O morno da tarde

“Tarde uma nuvem rósea lenta e transparente.
Sobre o espaço, sonhadora e bela!”
– Ruth Valadares Corrêa

Aflita e cansada ela se preocupa com o barulho que vem da rua. “São as crianças que andam de skates. Como fazem barulho. Ah eu vou me sentar aqui, ouvir o tango que o Felipe trouxe. Acho que gosto tanto do Bandonéon dessa maneira porque sempre ouvi dizer que o instrumento é uma orquestra inteira. Ah, venha sente, sente aqui do meu lado, vamos ouvir essa música que é de qualidade”.

Era a nora a quem ela chamava. Mal a nora senta ela levanta e vai revirar uma gaveta de miudezas e guardados.

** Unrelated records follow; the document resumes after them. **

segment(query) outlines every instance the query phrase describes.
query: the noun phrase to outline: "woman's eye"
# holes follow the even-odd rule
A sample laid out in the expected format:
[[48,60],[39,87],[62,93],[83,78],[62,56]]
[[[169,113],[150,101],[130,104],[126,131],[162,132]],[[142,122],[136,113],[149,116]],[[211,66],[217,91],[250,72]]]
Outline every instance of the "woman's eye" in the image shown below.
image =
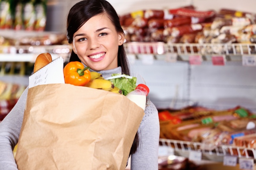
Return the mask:
[[100,34],[99,36],[104,36],[104,35],[107,35],[108,34],[106,33],[102,33]]
[[87,38],[80,38],[78,39],[78,41],[85,41],[85,40],[87,40]]

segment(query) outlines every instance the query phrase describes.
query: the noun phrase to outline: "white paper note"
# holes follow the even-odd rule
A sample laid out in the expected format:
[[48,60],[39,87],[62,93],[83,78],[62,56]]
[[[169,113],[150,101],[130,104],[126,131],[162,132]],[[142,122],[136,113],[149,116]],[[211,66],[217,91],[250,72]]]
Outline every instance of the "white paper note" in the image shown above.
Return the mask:
[[65,83],[63,73],[64,60],[59,57],[29,77],[29,88],[42,84]]

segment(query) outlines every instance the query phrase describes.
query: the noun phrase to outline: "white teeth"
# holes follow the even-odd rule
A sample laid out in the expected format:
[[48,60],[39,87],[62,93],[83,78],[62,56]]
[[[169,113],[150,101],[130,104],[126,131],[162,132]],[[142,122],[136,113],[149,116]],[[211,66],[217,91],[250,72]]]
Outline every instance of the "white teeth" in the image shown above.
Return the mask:
[[100,57],[101,57],[103,56],[105,54],[105,53],[101,53],[100,54],[98,54],[96,55],[91,55],[89,56],[90,58],[99,58]]

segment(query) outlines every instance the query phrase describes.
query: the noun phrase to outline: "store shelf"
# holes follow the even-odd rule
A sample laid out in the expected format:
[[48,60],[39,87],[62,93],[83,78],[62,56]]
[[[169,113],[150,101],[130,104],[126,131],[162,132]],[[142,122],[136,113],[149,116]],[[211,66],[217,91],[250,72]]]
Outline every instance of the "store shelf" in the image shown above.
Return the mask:
[[256,44],[165,44],[161,42],[131,42],[124,44],[126,52],[129,54],[256,55]]
[[239,147],[231,145],[219,145],[211,150],[203,149],[203,144],[200,143],[160,139],[160,145],[174,150],[174,154],[189,157],[192,151],[202,153],[202,160],[223,162],[225,156],[238,158],[256,159],[256,150],[254,148]]
[[70,45],[16,46],[0,46],[0,62],[34,62],[40,54],[48,53],[53,59],[61,56],[67,61],[71,48]]
[[[124,43],[126,53],[135,55],[156,55],[157,60],[165,60],[167,54],[174,54],[178,60],[187,61],[188,55],[200,55],[204,60],[211,59],[214,55],[229,56],[227,60],[241,61],[241,56],[256,55],[254,44],[166,44],[163,42],[129,42]],[[72,50],[70,45],[52,46],[0,46],[0,62],[34,62],[37,55],[49,53],[61,56],[67,60]],[[209,57],[209,56],[210,56]],[[140,57],[137,58],[140,58]],[[177,60],[178,60],[177,59]]]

“Olhem aqui, nesta cidade, no Clube Comercial, na apresentção de uma orquestra no auge da sua carreira!” diz sorrindo e trazendo uma fotografia em preto e branco, amassada e amarelada pelo tempo. Estava autografada “pelo próprio Donato Raciatti”.

Senta para ouvir a música. Comentários se fazem sobre a fotografia, mas já não presta atenção ao ambiente. Olha fixamente para a tela onde agora passa um video de Piazzolla. Relaxa, recosta-se na cadeira de balanço. Emociona-se e chora.

A tarde é morna, como qualquer tarde de mais um verão setentrional. Mas não há mais essa agitação dos tempos antigos. Se há qualquer agitação, é outra. Não há mais aquela presteza de se arrumar para os bailes de clubes. Não há mais cunhados, sobrinhos e vizinhas, nem mais netos correndo e fazendo barulho. Ah, os netos, “já são todos homens-feitos”. A vida passou e se foi, agitada como um salão de baile que se enche de sentimentos e luz, mas se esvazia eventualmente. Fatalmente. “Quando me dei por conta, já estava velha”. Quando se deu por conta, o baile já se termina e é tarde. Tarde, hora de voltar para casa.

É tarde, e o morno da tarde abafa o silêncio para a casa antiga e densa de memórias. Quem passou pelos salões de baile cheios de luz e vida já não teme mais o vazio da vida. Triste é saber que, em verdade, vai temer quando ele chegar; Temo eu, por ela, que vá ela temer quando chegar.

Não há mais tribulações. Agora só há a paz. A angustia se transmuta em melancolia. A tristeza, em nostalgia e a dor, em paz e a tranquilidade é macia como o violino que vibra em seu peito cansado. Suspira de alegria.

“Rosa, teu irmão está com um auto novo? Achei que era dele. Outro dia mesmo ele estacionou aqui na frente e saiu de um auto novo e bonito.”

A face dos anos se impõe no silêncio da sala, e só uma nota de Bandoneón corta este silêncio e desafia a história plácida estampada nas paredes forradas de porta-retratos, copos-de-leite e bordados estrangeiros.

“Mas e a morte de Fulano, foi terrív… Ah, meu irmão adorava esse tango!” 

Fascino em ver a dor se transformar em alegria. Não posso evitar de me perguntar: Será mesmo dor? Será mesmo alegria?

Comove-se com um sorriso doce à face. De repente, surpreende a todos os presentes confessando: “Eu queria morrer ouvindo isso…”

Não teme mais a morte. A aguarda, e quando chegar, vai lhe cumprimentar como se fosse uma velha amiga. O mundo dela já teve muito. Deixe-a em paz, com seu passado brilhante e triste. Triste, mas feliz, como um tango romântico.

Se a tristeza anula a felicidade e o bem anula o mal, ela sai da vida com o merecido zero. A humildade do neutro, o zero transcendental. Uma alma que nasceu sem nada leva ao menos o tango em seu coração. O som doce do violino e o sentimento terno dos tempos de romance, degustados em mais um suspiro e um piscar-de-olhos lento. Pode-se ver seu coração vivo, morno como a tarde de dezembro. Desperta!

“Que é que tu tanto escreves guri?” Não quer acender a luz?”

“Não, não precisa. Nem sei o que escrevo. Escrevo o…”

“É coisa linda um piano bem tocado, n’oé verdade?”